The UK will be better protected against animal diseases like avian flu and foot and mouth thanks to a global network of scientific research to be launched by Defra this week.
Increasingly globalised movements of animals, people and food have raised the risk of animal diseases spreading to the UK, which could have serious economic, environmental and health consequences.
Defra is leading an international network, funded by the EU, linking thousands of scientists across the world. It will allow them to exchange research, establish common goals and collaborate on developing future controls. It will also underpin early warning systems by identifying what emerging diseases are being picked up abroad.
Ahead of the network’s launch on Wednesday, Agriculture and Food Minister Jim Paice said:
“In this modern age of globalised trade and travel the risk of animal disease entering the UK is greater than ever.
“We already have comprehensive international surveillance and outbreak plans, but we must prepare for the challenges in 5, 10 and 15 years’ time.
“Countries acting on their own just don’t have the resources to research every disease, all of the time, so sharing resources like this will get us maximum protection and value for money.”
The €1million EU-funded network will include Canada, USA, Mexico, Argentina, Brazil, China, India, Japan, Australia, New Zealand, Russia, Italy, Germany, France, Spain, Denmark and the UK. It will be divided into three regions - the Americas, Asia and Australasia, and Europe - and surrounding countries are expected to feed in. It is hoped an Africa region will follow.
Examples of major diseases of concern are: Avian Influenza; new strains of Porcine Reproductive and Respiratory Syndrome Virus (PRRSV) which are circulating in China; and African Swine Fever, which has spread from Africa to Russia.
The network, which also involves the Biotechnology and Biological Sciences Research Council (BBSRC), will also help to develop control measures for current problems such as TB- or drug- resistant parasites.
It is estimated that 75 per cent of emerging animal diseases can be transmitted to humans, often from wildlife via livestock. The network will allow information to be shared more quickly on conditions that affect humans such as nipah virus infection. An outbreak of this disease in people in Malaysia has been traced back to pigs catching the virus from the droppings of bats in palm trees.

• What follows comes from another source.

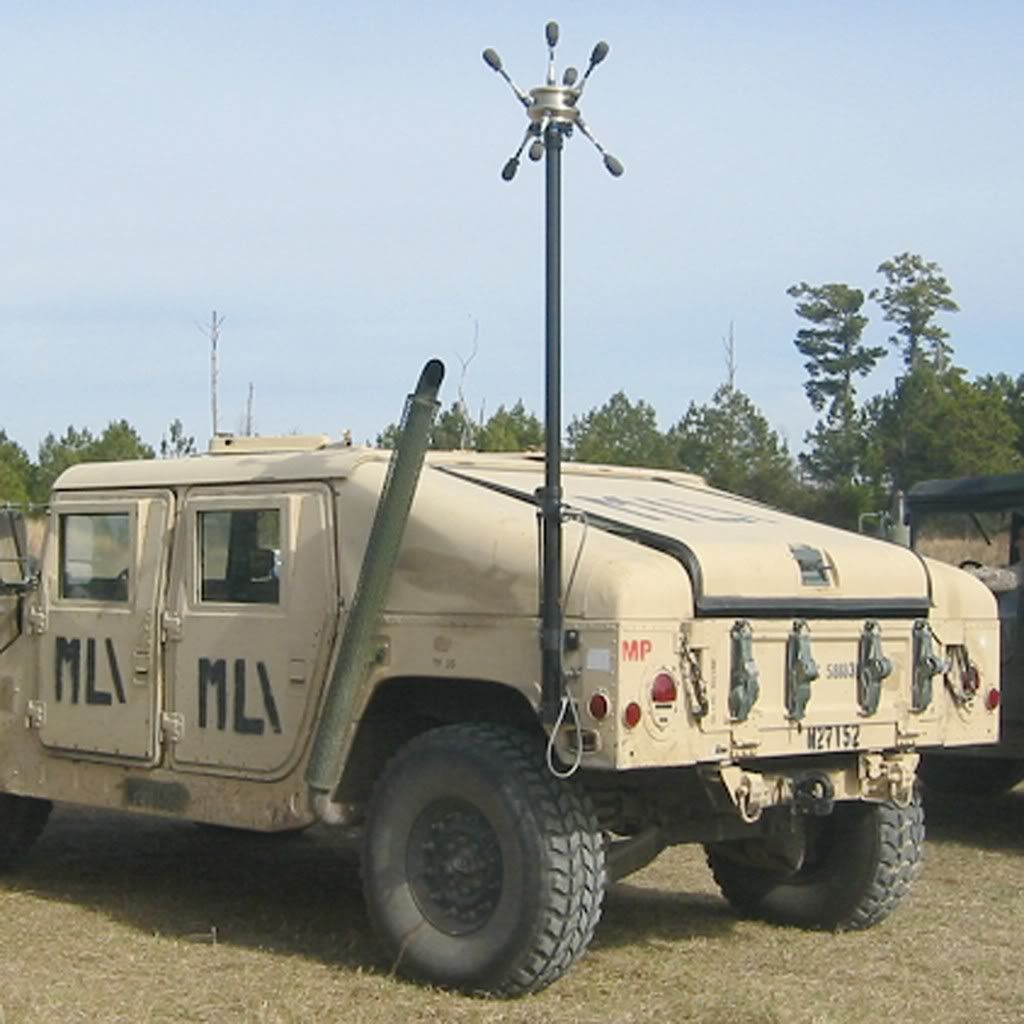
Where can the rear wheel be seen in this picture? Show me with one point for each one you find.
(22, 819)
(481, 870)
(856, 865)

The global network will also help improve the health and productivity of animals through hastening the development of improved control methods for existing diseases in the UK. This is crucial to meet the challenges of increasing food production and reducing the impact of livestock on the climate.

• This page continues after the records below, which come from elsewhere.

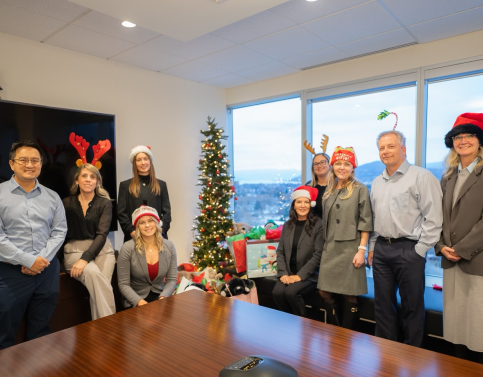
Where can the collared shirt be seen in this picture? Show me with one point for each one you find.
(407, 204)
(31, 224)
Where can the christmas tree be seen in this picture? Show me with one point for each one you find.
(215, 218)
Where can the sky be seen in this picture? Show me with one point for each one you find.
(268, 136)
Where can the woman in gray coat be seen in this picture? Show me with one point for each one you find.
(146, 261)
(461, 240)
(298, 253)
(347, 223)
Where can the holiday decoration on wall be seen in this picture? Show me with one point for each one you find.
(215, 218)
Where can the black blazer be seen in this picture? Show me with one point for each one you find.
(127, 203)
(309, 252)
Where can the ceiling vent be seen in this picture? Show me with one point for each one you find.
(360, 56)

UK Chief Veterinary Officer Nigel Gibbens said:
“Global coordination of our animal disease research efforts will help ensure that new technologies, such as diagnostic tools, vaccines and new treatments, are identified and put to work as quickly as possible to make a real difference to the health, welfare and productivity of livestock.”
Defra is already leading on a similar EU network where member states work towards a common research agenda and share funding instead of acting unilaterally. So far it has initiated 12 research projects worth €21million - €3.9million of which was contributed by the UK.

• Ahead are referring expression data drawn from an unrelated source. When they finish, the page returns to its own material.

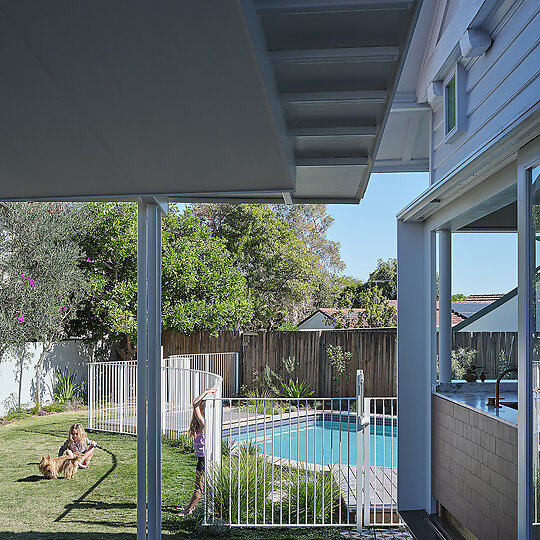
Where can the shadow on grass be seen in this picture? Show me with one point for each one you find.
(64, 536)
(32, 478)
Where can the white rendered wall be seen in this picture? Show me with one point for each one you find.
(65, 354)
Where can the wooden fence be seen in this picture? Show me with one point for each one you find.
(489, 346)
(373, 350)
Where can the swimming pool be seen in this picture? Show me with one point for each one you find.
(322, 440)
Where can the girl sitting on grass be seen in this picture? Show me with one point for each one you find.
(77, 441)
(196, 431)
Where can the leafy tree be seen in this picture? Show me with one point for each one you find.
(378, 312)
(310, 223)
(281, 273)
(385, 276)
(42, 284)
(201, 289)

One project is on Marek’s Disease, a major threat to the global poultry industry. Chickens are vaccinated to prevent them developing symptoms, but they remain persistently infected so the virus is evolving to become more virulent, prompting the need for a new vaccine every 10 to 20 years. There are currently three groups working on this disease across Europe, but the global network will combine this expertise with groups in the US, China and Australia to pool knowledge.
The UK cattle industry is establishing a similar network with counterparts across Europe to avoid duplication of industry-funded research, and is working to link up with the Defra-led network.
The Defra-led network will also link up with the pharmaceutical industry to identify what products they would be prepared to make so that scientists can base research around a solid end product.